Deux associations lancent une campagne pour l’égalité des hommes et des femmes devant l’héritage.

Publié le 9 octobre 2006 Lecture : 2 minutes.

Le code du statut personnel, dont on vient de célébrer le cinquantième anniversaire, avait aboli la polygamie et la répudiation, fixé l’âge minimum pour se marier, institué le mariage civil (avec obligation de consentement de la jeune fille) et l’égalité dans le divorce. Mais son initiateur, l’ancien président Habib Bourguiba, n’était pas parvenu à imposer une réforme qui lui tenait à cur : l’égalité devant l’héritage.
La charia (loi islamique) stipule qu’« à même degré de parenté, les hommes ont deux fois plus que les femmes ». En lançant une campagne sur ce thème, l’Association des femmes tunisiennes pour la recherche et le développement (Afturd) et l’Association tunisienne des femmes démocrates (ATFD) savent donc qu’elles s’attaquent à un sujet tabou.

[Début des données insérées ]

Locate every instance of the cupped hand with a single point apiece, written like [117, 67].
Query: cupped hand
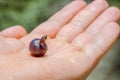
[78, 37]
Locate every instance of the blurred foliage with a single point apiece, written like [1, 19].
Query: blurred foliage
[30, 13]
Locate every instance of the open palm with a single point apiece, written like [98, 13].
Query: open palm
[78, 37]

La rencontre avec la presse organisée, le 13 août, pour le lancement de ladite campagne n’a d’ailleurs suscité qu’un d’écho très limité. Cela ne les empêche pas de poursuivre leur mouvement, dans une quasi-indifférence. Avec le concours de la fondation (allemande) Friedrich-Ebert, elles ont notamment publié un manifeste intitulé « Quinze arguments de plaidoyer pour l’égalité successorale entre les sexes », ainsi qu’un ouvrage collectif en deux volumes.

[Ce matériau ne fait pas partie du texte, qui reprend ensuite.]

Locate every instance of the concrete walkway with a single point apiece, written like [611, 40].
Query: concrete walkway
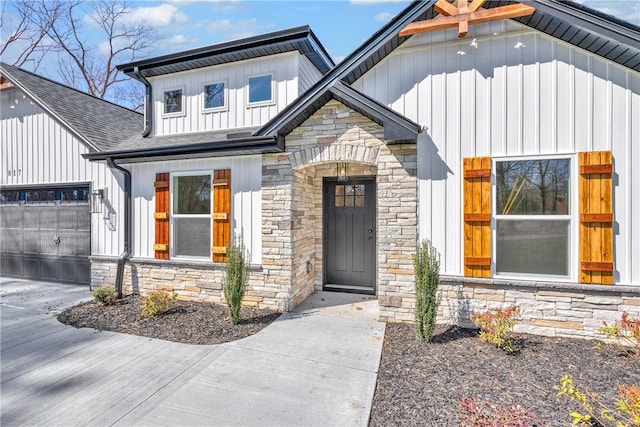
[315, 366]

« Nous avons tenté d’associer à notre initiative les deux Chambres du Parlement et le ministère des Affaires de la femme, explique Khadija Chérif, la présidente de l’ATFD. Hélas ! à l’exception du Conseil supérieur des droits de l’homme, aucune institution officielle ne nous a répondu. Nous avons cependant le soutien de plusieurs enseignantes de l’Université des sciences religieuses de la Zitouna, à Tunis, ainsi que de trois partis politiques : Ettajdid, le FDTL et le PDP. »
« Notre plaidoyer pour l’égalité dans l’héritage vise à parachever le dispositif juridique assurant la pleine citoyenneté des femmes », explique pour sa part Souad Triki, la présidente de l’Afturd. « Dieu n’a pas interdit l’égalité [entre l’homme et la femme], pourquoi ses créatures se permettent-ils de contrarier sa volonté ? » renchérit l’avocate Dorra Mahfoudh. Quant à la juriste Sana Ben Achour, elle estime que l’égalité devant l’héritage n’est « pas impensable ni impraticable en Tunisie », les avancées socio-économiques ont rendu le modèle de la famille patriarcale et le système traditionnel d’héritage largement obsolètes. Bref, il ne s’agit pas de faire la révolution, mais d’accorder le dispositif juridique à l’évolution de la société.